Что же касается «немецкой поэтической рощи», то ныне стали поговаривать, будто книгоиздатели, несмотря на желание непрерывно загружать работой печатные станки, становятся все менее благосклонны к чистой лирике, так как музыкальные лирики, как и раньше, все наново сочиняют: «Ты, как цветок…» или «Когда твой милый лик…» и т. п. Как обстоит дело с «эпическими поэмами», определить очень трудно; они поступают на рынок в большом количестве, и композиторы, которые опере каждое лыко ставят в строку, сочиняют музыку для эпической поэзии в расчете на наши абонементные концерты: к сожалению, все, что появилось до сих пор, включая и «Трубача из Зеккингена», приходится признать неприемлемым! Трудно поверить, что все это «что-то даст», ибо ведь очень многие жители Германии еще не абонированы на эти концерты, в то время как «драматические поэмы» собрали бы ныне куда более многочисленную публику; но хорошо, если театральные директора захотят их поставить. Среди последних всегда натыкаешься на полнейшее отсутствие какого бы то ни было интереса к хорошим начинаниям, здесь по-прежнему царит варварская юстиция суда божьего, и многим там не «поживишься». Только английским издателям удалось с большим эффектом использовать театр, и притом весьма остроумно. Единственное, чем занимаются теперь английские нотные издатели, — это «баллада», в большей или меньшей степени заимствованная из жанра бродячих певцов: если сопутствует удача, то сотни тысяч экземпляров под видом «современной баллады» продаются всем колониям. Чтобы сделать такую балладу в достаточной степени популярной, издатель заказывает за свой счет целую оперу, оплачивает театральному директору ее постановку, а затем балладу, включенную в эту оперу, пускает по стране на все шарманки, пока она в конце концов не понадобится в каждом доме, где стоит рояль. Если вспомнить наши отечественные «Однажды играл я со скиптром…»168 и т. п., то вполне можно допустить, что и у наших немецких издателей есть голова на плечах и они знали, что следует делать с «Царем и плотником»: «царь» давал работу граверам, а «играющий со скиптром» оплачивал ее.

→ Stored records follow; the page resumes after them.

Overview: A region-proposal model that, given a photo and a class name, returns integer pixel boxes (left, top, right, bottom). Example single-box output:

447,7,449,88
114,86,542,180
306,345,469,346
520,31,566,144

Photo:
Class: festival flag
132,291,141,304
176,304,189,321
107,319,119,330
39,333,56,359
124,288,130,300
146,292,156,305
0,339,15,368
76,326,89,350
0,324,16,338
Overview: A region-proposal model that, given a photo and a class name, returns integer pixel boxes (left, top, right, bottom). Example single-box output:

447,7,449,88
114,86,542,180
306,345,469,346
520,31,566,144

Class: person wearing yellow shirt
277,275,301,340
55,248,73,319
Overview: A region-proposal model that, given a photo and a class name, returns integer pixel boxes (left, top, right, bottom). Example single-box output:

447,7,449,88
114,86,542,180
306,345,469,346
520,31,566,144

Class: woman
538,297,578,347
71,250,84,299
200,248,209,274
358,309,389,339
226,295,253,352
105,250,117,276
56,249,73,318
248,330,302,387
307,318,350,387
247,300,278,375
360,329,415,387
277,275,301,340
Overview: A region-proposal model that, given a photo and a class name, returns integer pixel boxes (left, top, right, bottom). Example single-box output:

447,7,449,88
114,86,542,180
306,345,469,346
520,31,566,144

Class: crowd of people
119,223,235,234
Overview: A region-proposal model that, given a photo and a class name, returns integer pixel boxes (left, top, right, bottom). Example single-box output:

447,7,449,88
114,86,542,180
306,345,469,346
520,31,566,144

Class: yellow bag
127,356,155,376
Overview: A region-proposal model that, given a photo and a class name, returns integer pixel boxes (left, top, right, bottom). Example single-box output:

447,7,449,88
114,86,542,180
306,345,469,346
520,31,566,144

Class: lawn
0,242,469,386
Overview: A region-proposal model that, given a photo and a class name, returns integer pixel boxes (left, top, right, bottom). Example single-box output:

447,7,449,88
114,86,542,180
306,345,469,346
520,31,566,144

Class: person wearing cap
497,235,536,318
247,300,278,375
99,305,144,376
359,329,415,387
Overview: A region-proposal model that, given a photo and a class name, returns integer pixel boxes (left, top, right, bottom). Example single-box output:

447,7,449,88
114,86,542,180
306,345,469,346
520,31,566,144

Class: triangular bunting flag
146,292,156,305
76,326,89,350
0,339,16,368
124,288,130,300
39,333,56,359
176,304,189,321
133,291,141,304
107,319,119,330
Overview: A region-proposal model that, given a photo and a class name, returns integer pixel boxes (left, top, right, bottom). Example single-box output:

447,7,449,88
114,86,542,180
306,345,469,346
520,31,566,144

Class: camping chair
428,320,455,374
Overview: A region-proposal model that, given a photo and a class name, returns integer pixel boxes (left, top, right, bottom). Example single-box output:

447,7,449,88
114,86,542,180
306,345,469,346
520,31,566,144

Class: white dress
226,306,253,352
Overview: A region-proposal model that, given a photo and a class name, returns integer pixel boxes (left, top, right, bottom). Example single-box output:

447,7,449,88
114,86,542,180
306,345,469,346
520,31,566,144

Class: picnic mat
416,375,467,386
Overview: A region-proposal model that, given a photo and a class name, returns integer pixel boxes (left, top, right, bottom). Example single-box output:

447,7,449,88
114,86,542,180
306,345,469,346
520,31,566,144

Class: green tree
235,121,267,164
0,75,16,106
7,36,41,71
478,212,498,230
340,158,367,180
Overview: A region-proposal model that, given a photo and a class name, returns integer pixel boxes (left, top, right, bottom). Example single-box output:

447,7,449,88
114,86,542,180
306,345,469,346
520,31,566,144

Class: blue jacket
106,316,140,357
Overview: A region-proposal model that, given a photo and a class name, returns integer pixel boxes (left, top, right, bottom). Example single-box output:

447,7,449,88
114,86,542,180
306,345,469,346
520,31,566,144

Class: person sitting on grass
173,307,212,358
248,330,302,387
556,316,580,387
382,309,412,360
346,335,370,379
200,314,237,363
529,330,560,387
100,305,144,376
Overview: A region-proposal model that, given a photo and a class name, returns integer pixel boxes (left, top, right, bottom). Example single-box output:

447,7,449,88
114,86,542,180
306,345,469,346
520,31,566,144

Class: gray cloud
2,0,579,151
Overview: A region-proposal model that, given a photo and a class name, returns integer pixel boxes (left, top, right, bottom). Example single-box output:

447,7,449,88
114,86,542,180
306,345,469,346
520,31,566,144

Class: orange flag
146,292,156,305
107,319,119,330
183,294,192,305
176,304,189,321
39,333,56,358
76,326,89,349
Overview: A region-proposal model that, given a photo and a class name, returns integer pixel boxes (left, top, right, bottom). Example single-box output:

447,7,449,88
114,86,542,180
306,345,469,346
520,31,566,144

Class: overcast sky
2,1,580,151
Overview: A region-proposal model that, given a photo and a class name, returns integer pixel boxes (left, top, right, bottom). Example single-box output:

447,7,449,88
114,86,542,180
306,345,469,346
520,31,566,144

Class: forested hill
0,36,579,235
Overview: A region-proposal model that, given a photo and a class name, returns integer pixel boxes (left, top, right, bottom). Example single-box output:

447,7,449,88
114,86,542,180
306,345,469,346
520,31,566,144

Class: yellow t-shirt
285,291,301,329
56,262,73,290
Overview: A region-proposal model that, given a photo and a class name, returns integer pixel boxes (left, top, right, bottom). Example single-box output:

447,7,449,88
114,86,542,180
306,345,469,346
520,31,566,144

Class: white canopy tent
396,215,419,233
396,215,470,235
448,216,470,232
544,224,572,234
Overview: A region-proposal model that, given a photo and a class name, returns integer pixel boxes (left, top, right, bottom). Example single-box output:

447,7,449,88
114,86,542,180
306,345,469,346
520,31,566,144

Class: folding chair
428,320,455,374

При всем том и стар и млад находит, по-видимому, неотразимую прелесть в сочинении полновесных драм, и удивительно — каждый мнит, что именно ему удалось найти удачный ход даже в самом стертом сюжете; при этом он всегда находится во власти соблазнительного заблуждения, полагая что его предшественники неправильно обошлись с материалом. Пятистопный ямб, спотыкающийся, но шествующий с несокрушимым достоинством, призван, невзирая ни на что, придать слогу аромат истинной поэзии, в то же время голая проза, чем менее изысканная, тем более действенная, дает гораздо больше шансов на то, что пьеса будет принята театральным директором. Пятистопному драматургу приходится зависеть от благосклонности издателя, и хотя издателю необходимо всегда что-нибудь печатать, но в его интересах сделать вид, будто ему «это вовсе не нужно». Я не допускаю, что это относится к большим поэтам; как начинали Гете и Шиллер, об этом знает один бог — в том случае, конечно, если не потребуется разъяснение от фирмы Котта, которая однажды отказала мне в издании собрания моих сочинений, сославшись на то, что ей так трудно пришлось с Гете и Шиллером.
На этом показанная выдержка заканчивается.